Un nouveau bâtiment pour abriter le parcours de visite

A quoi ressemblera l'Escale Lapérouse ? Le cabinet d'architectes, qui a déjà livré quelques images de synthèse, mais surtout des plans détaillés, prévoit de conserver et de réhabiliter la maison bourgeoise dans laquelle seront aménagés au rez-de-chaussée l'entrée du public, mais aussi une boutique et un salon de thé. Ces différents espaces ouverts sur la ville contribueront pleinement à l’animation du lieu. Dans les étages, la maison abritera des bureaux et l'institut de recherche.

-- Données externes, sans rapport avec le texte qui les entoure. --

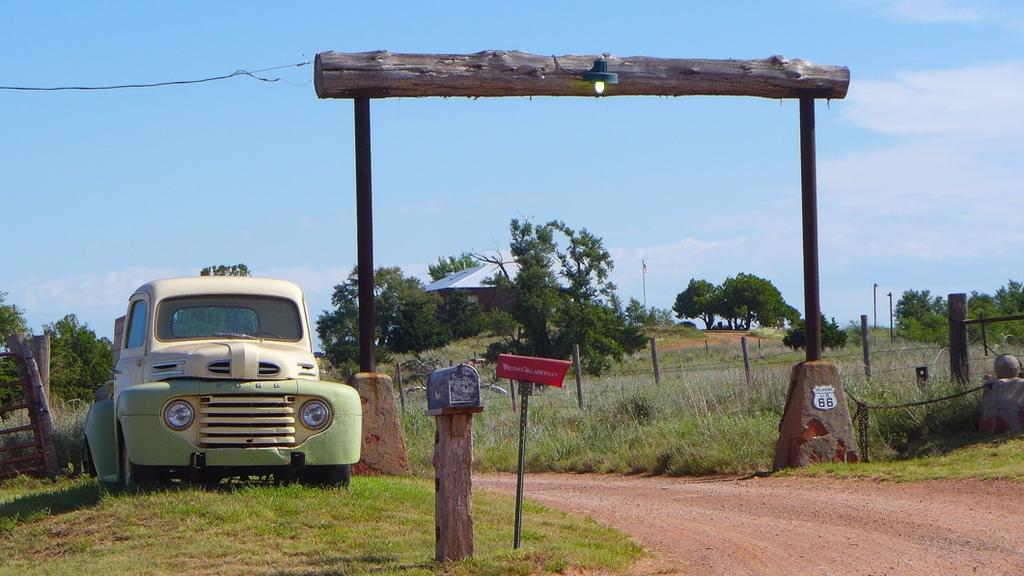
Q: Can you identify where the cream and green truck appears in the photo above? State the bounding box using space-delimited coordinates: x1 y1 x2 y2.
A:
85 277 361 487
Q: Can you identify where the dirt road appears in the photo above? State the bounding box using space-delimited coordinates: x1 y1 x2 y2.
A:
474 475 1024 576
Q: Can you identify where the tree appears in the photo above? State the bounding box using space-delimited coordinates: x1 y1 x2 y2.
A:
487 219 646 374
719 273 799 330
0 292 29 336
199 263 252 276
440 290 487 339
992 280 1024 316
427 252 479 282
0 292 29 404
316 268 451 366
672 278 722 330
43 314 114 400
782 314 849 349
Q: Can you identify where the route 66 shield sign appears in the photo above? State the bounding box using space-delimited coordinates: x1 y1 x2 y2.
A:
811 386 836 410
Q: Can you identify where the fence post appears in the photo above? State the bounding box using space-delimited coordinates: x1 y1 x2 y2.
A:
650 338 662 384
572 344 583 410
948 294 971 387
739 336 754 387
32 334 53 403
860 314 871 380
394 362 406 414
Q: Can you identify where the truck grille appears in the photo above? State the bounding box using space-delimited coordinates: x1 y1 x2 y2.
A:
199 395 296 448
206 360 281 376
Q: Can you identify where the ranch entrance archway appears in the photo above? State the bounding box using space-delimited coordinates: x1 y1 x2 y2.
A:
313 50 850 372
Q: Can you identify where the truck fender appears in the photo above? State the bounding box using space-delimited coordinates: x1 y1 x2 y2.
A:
85 400 118 483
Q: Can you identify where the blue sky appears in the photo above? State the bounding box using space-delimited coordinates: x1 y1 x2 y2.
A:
0 0 1024 335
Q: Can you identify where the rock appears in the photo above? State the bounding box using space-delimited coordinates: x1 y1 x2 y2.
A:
773 361 860 469
348 372 410 476
978 368 1024 435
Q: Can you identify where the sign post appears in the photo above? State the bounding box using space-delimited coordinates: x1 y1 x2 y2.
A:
496 354 570 550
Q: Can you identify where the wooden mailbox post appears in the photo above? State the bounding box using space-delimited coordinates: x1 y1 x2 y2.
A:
427 364 483 562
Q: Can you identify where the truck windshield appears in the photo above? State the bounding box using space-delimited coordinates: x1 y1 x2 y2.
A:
157 295 302 341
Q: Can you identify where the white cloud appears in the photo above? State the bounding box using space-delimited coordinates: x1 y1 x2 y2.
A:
842 61 1024 139
10 268 193 311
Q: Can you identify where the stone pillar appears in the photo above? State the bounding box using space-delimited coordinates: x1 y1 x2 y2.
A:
772 361 860 469
978 354 1024 435
348 372 410 476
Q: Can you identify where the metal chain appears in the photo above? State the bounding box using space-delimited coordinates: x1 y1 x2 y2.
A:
845 384 988 462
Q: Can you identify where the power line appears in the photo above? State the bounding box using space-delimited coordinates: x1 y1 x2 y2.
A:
0 60 310 92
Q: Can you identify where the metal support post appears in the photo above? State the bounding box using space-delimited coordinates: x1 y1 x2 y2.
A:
512 381 534 550
353 98 377 372
800 95 821 361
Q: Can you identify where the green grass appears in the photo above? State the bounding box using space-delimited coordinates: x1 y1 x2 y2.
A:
782 435 1024 483
402 333 1019 476
0 478 642 576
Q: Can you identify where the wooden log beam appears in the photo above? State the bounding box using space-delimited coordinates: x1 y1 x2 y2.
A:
313 50 850 98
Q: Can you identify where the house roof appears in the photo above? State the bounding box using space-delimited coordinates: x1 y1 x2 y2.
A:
425 263 515 292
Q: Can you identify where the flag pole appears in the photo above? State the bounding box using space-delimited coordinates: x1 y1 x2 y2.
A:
640 259 647 310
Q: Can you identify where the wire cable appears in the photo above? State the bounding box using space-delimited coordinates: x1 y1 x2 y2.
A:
0 60 310 92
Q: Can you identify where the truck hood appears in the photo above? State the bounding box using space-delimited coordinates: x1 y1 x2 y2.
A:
144 339 319 381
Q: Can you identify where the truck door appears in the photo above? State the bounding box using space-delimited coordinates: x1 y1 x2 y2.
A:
114 294 151 390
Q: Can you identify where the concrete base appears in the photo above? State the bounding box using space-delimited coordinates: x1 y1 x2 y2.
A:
978 378 1024 434
772 361 860 469
348 372 410 476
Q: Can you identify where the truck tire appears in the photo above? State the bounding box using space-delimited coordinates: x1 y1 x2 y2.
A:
300 464 352 488
82 438 96 478
118 432 158 490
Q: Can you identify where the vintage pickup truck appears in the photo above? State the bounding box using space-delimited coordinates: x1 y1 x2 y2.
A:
85 277 361 487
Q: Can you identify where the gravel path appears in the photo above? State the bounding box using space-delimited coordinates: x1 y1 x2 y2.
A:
474 474 1024 576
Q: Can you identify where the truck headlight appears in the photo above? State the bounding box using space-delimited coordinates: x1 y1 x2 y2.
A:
299 400 331 430
164 400 196 430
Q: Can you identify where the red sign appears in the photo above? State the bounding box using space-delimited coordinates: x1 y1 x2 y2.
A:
497 354 571 387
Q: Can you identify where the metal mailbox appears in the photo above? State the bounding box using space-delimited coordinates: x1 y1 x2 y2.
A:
427 364 480 410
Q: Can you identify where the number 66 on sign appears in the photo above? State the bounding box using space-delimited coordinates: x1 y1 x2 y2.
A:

Le second bâtiment, construit dans les années soixante, ne sera pas conservé. A la place, le cabinet Projectiles propose d'y construire le "coeur" de l'Escale Lapérouse, soit un espace de visite conçu sur le principe d'un archipel avec quatre grands modules reliés les uns aux autres. Le bâtiment, très bien intégré au quartier culturel des Cordeliers, se veut plutôt sobre de l'extérieur, mais reprend à l'intérieur l'idée d'une faille.L’espace de distribution qui relie entre les « îlots » de l’archipel est dénommé ainsi en référence au site archéologique, où a été retrouvé le navire de la Boussole

« Je salue le trait de crayon de l’atelier Projectiles en matière d’articulation des espaces et de déambulation », a indiqué le maire d’Albi, présidente du jury de sélection, séduite par la proposition du cabinet. « On peut désormais se projeter sur ce que sera l’Escale Lapérouse, même si, comme à l’image d’un voyage, un tel projet nécessite du temps de préparation. Lorsque nous arriverons à bon port, je suis certaine que nous serons heureux de découvrir ce nouvel espace. »

Une expérience de visite

Reste en effet maintenant à définir le contenu du parcours permanent de visite. D'une surface de 550 m2 environ, il retracera le contexte de l’expédition, les préparatifs du voyage, les escales emblématiques jusqu'au naufrage à Vanikoro (îles Salomon) puis le destin des survivants. Il évoquera notamment les recherches organisées très tôt pour trouver des traces de l’expédition et les campagnes de fouilles successives menées à Vanikoro dans le Pacifique sud du XIXe à nos jours, pour percer « le mystère Lapérouse ».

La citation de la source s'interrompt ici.